Non va trascurato, poi, che nel caso di specie non risulta affatto acclarato l’assunto di parte appellante riguardante l’asserita risalenza nel tempo del manufatto realizzato senza titolo.
L’appellante si duole genericamente, inoltre, della mancata valutazione delle foto aeree dell’Istituto Geografico Militare IGM del 27 luglio 1965, 11 luglio 1971 e 21 agosto 1975, le quali dimostrerebbero l’assunto della preesistenza del manufatto alla rettifica del vincolo paesaggistico gravante sull’area, intervenuta con decreto ministeriale del 3 febbraio 1969. Tale profilo di censura è infondato, per le condivisibili ragioni dettagliatamente esposte dalla sentenza impugnata, anche prescindendo dalla sua dubbia ammissibilità, per l’assenza di specifiche critiche alle argomentazioni sviluppate dal TAR. A tale scopo non possono considerarsi utili le deduzioni espresse nella parte narrativa dell’atto di appello (pagina 4), in cui si sostiene che sia le ultime due ultime foto, “con risoluzione quasi palnimetrica”, sia la prima (“seppur sfuocata”) fanno “presumere che sull’attuale particella 661 fosse presente la capanna di cui si discute”. Con altro motivo, infine, l’appellante censura la scelta dell’amministrazione di irrogare la sanzione demolitoria, anziché quella pecuniaria, vigente all’epoca di commissione dell’abuso edilizio.
L’appellante deduce, al riguardo, la violazione e falsa applicazione dell’art. 167 del codice dei beni culturali e del paesaggio, nonché la violazione degli articoli 196 e 197 della legge regionale Toscana n. 65/2014, nonché eccesso di potere e difetto di motivazione.
Anche tale censura è priva di pregio, per le ragioni diffusamente espresse dal TAR e condivise dal collegio, incentrate sul principio secondo cui l’amministrazione ha il potere di applicare il regime vigente al momento di irrogazione delle sanzioni edilizie ripristinatorie.

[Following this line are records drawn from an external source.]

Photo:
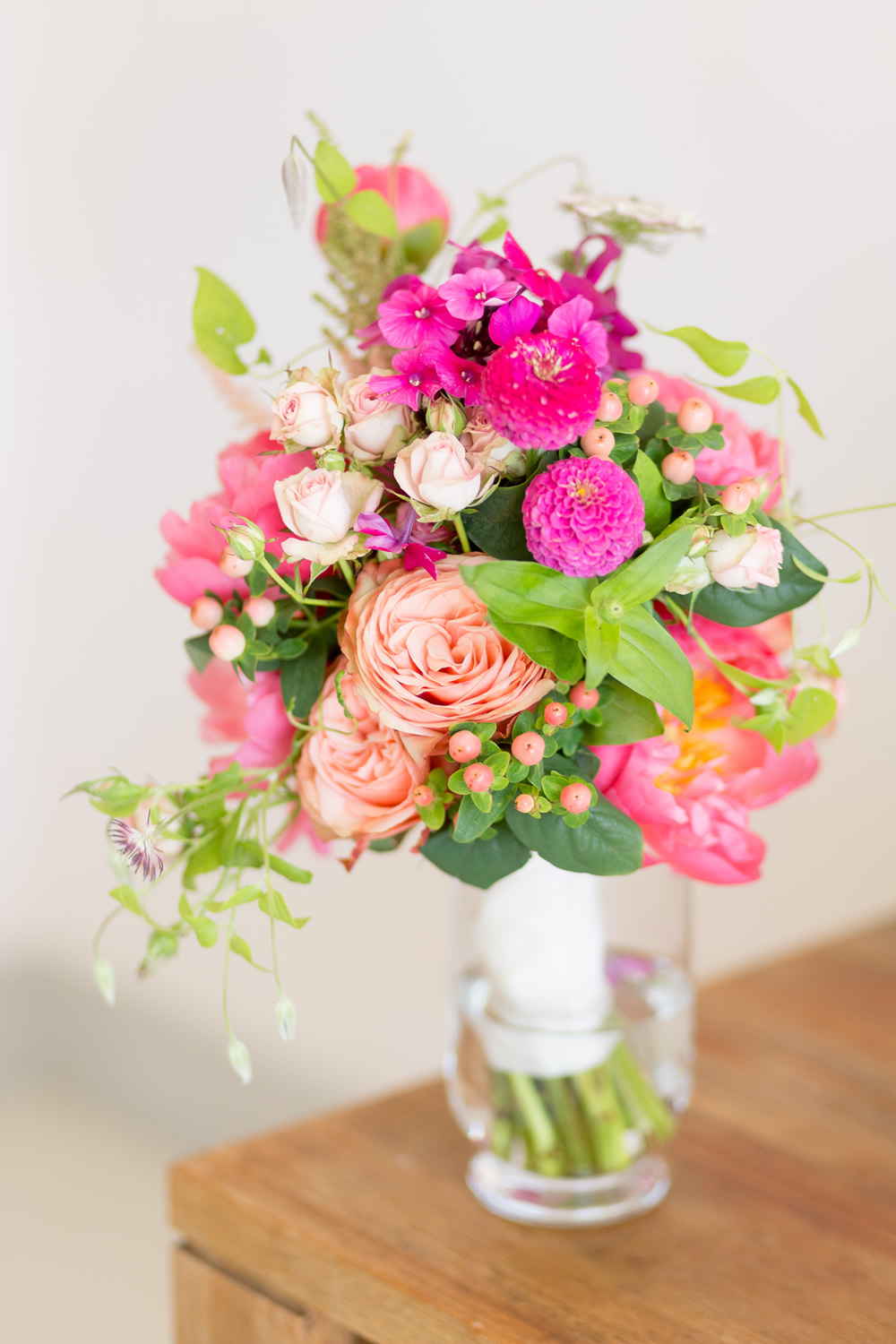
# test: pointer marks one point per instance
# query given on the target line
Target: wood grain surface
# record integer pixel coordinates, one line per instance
(780, 1226)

Va aggiunto che, in ogni caso, anche seguendo l’impostazione dell’appello, circa l’inapplicabilità della disciplina attualmente vigente, resterebbe intatta la legittimità delle determinazioni comunali, le quali, nell’applicare la sanzione demolitoria, hanno adottato provvedimenti pienamente consentiti dalla legislazione vigente, in presenza dei necessari presupposti, senza dovere indicare, analiticamente, le ragioni della mancata irrogazione della sanzione pecuniaria alternativa. In conclusione, quindi, l’appello deve essere respinto.

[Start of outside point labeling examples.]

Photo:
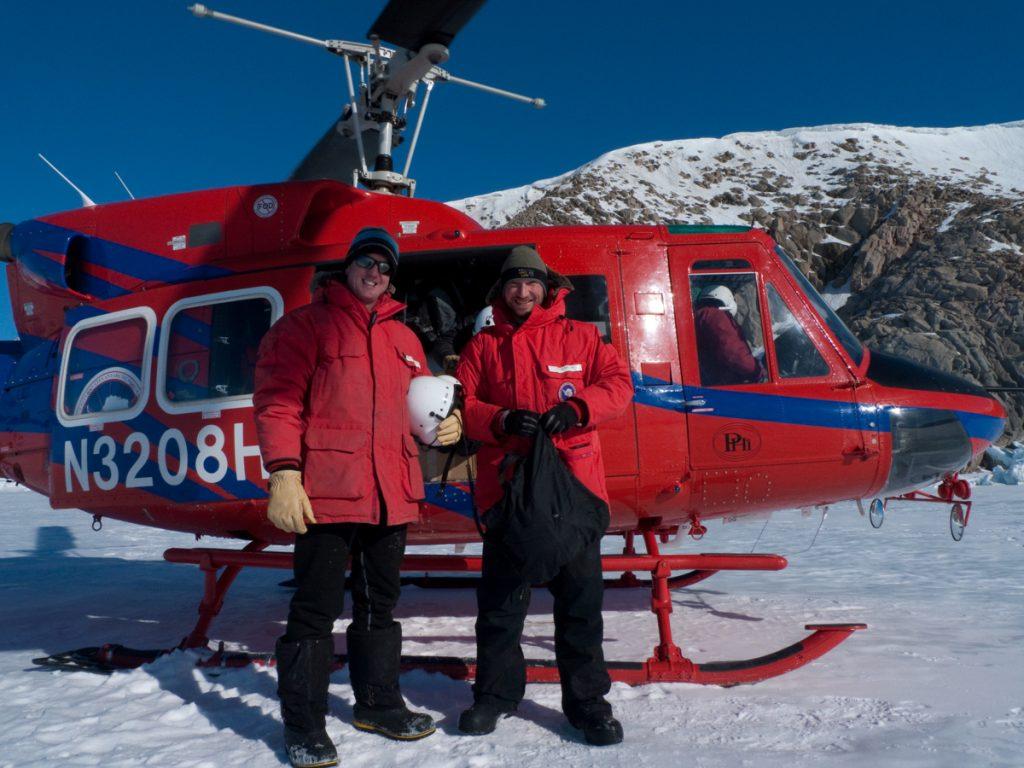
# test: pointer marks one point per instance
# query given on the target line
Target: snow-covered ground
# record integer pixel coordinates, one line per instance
(937, 680)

Le spese seguono la soccombenza e sono liquidate in dispositivo.
P.Q.M.
Il Consiglio di Stato in sede giurisdizionale (Sezione Settima), definitivamente pronunciando sull'appello, come in epigrafe proposto, lo respinge. Condanna l’appellante a rimborsare agli appellati le spese di lite, liquidandole in euro tremila in favore di ciascuna. Ordina che la presente sentenza sia eseguita dall'autorità amministrativa.